What 5G auctions have to do with the 2020 Nobel Prize in Economics

What 5G auctions have to do with the 2020 Nobel Prize in Economics

Winners Paul Milgrom and Robert Wilson explored the theory governing public service calls and tenders between suppliers

Paul Milgrom and Robert Wilson Nobel Prize Winners for Economics 2020 (Illustration: Niklas Elmehed - © Nobel Media) The 2020 Nobel Prize in Economics awarded jointly to Paul R. Milgrom and Robert B. Wilson, both professors at Stanford University, was recognized for the commitment that the two scholars have put into the definition and development of auction theory, increasingly at the center of numerous transactions involving the sale of services and objects both in the private sector, especially online, and above all in the public sector.

Their research on the functioning of auctions has led to definition of new auction formats used above all for the assignment of various services and goods, such as frequencies in telecommunications or those relating to the c oncessions for oil exploration and drilling and in general to offers in the energy sector.

Wilson's reading

In particular, Professor Robert Wilson has developed a theory that borders on human sciences and especially investigates auctions of objects or services of common value, i.e. those in which the goods have the same value for each bidder but each of them can have different estimates of that value based on the information and considerations made by individual customers .

According to Wilson, this situation occurs in cases such as that of drilling rights for oil or precisely for radiofrequency auctions, where bidders will assign a different estimate to an object depending on the expectations and degree of knowledge of the situation.

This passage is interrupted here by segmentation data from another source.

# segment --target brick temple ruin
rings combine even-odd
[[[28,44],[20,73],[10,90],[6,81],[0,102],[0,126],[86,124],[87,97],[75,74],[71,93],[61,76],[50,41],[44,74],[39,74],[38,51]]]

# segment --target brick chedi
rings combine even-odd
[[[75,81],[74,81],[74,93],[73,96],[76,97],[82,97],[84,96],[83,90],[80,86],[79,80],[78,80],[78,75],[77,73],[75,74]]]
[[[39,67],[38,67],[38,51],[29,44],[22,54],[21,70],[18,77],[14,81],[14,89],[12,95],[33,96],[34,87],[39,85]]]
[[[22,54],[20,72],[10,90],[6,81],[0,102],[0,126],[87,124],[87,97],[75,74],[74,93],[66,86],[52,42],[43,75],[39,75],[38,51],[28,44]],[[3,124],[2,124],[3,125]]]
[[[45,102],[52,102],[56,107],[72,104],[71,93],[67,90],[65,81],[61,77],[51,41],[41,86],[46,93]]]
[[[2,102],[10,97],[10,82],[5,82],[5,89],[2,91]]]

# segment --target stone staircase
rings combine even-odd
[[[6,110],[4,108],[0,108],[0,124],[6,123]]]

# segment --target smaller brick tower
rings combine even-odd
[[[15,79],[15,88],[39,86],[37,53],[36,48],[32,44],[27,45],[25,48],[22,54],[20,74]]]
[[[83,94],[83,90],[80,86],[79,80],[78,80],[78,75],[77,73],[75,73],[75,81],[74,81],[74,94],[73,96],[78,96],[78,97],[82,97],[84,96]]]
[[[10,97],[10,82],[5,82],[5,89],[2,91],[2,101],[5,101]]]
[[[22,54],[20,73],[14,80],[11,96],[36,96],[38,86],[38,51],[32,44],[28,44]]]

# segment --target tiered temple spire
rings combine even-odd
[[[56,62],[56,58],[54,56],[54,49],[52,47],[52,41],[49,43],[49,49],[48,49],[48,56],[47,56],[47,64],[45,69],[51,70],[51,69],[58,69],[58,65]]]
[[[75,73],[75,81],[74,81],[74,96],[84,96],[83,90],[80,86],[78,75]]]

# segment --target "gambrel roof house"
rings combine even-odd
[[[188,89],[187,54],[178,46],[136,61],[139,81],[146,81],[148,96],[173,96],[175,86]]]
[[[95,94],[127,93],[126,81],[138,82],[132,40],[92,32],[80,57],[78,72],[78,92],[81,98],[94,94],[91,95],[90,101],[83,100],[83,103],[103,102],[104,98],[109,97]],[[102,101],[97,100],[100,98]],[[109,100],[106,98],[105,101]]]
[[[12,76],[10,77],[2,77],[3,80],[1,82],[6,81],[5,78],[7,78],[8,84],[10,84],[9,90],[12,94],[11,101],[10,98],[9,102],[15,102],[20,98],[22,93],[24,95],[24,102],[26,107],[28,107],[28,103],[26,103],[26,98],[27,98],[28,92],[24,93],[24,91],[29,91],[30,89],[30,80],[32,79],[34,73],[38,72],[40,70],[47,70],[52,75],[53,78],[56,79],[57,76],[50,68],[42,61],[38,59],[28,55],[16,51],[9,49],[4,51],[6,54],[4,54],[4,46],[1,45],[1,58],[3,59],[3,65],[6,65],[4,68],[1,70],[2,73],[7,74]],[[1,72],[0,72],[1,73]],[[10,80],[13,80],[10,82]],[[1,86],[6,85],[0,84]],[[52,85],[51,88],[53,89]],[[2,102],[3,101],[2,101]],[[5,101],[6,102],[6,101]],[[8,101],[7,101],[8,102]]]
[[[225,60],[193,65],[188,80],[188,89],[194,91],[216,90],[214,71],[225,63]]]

Here we can verify the case in which the offers will be lower than the real value of the asset for fear of paying too much, that is what happens with the winner's curse, when whoever wins the asset realizes that he has paid too much for it. value.



Milgrom's reading

For his part, Professor Paul Milgrom, who was also a student of Wilson at Stanford, has developed a theory according to which the private values ​​of an asset they may vary from one bidder to another based on knowledge of the property and the behavior of the contenders. From here, then, the two scholars have also developed auction forms in which different types of interconnected products are offered for sale, so as to ensure the best match between supply and demand.

From game theory to auctions

From the initial link with game theory, in the economic field, auction theory takes on an increasingly important value when the players in the field grow in the various commercial and supply sectors of services. For this reason, for example, the auction protocol developed by Milgrom and Wilson is now used by the Federal Communications Commission (FCC) for the allocation of telephone frequencies to the various companies.

The Academy of Sweden therefore wanted to reward with the highest recognition for economic sciences the development and development of a system in which adequate selection methods and tools become central to governments and institutions when selecting their trading partners in the way better.

In addition, this type of assignments and decisions are increasingly topical in very different areas, from the assignment of television or telephone frequencies, such as those of 5G, to the increasingly pressing ones relating to supplies of vaccines and health materials, essential for the future phases of the Covid-19 emergency.

Reading Bocconi

For Marco Ottaviani, professor of Econ omia of Bocconi, “thanks to the market rules that helped shape the market, it has become more efficient. They are truly school leaders who have shown the world how rigorous mathematical analysis can be combined with an important real problem ". For Pierpaolo Battigalli, professor of microeconomics and game theory and director of the Department of Decision Sciences at Bocconi, "Milgrom, in particular, together with Weber, had formulated a general theory of auctions considering various aspects, such as the private information they have the participants in the auction, if the asset has only private or common value ". While Wilson, he adds, has specialized more on this aspect, “on auctions for goods that have a common value that is not known at the time of bidding, but on which the different competitors have private information. He explained, for example, how you have to make bids below your best estimate of the value of the asset you are going to buy ".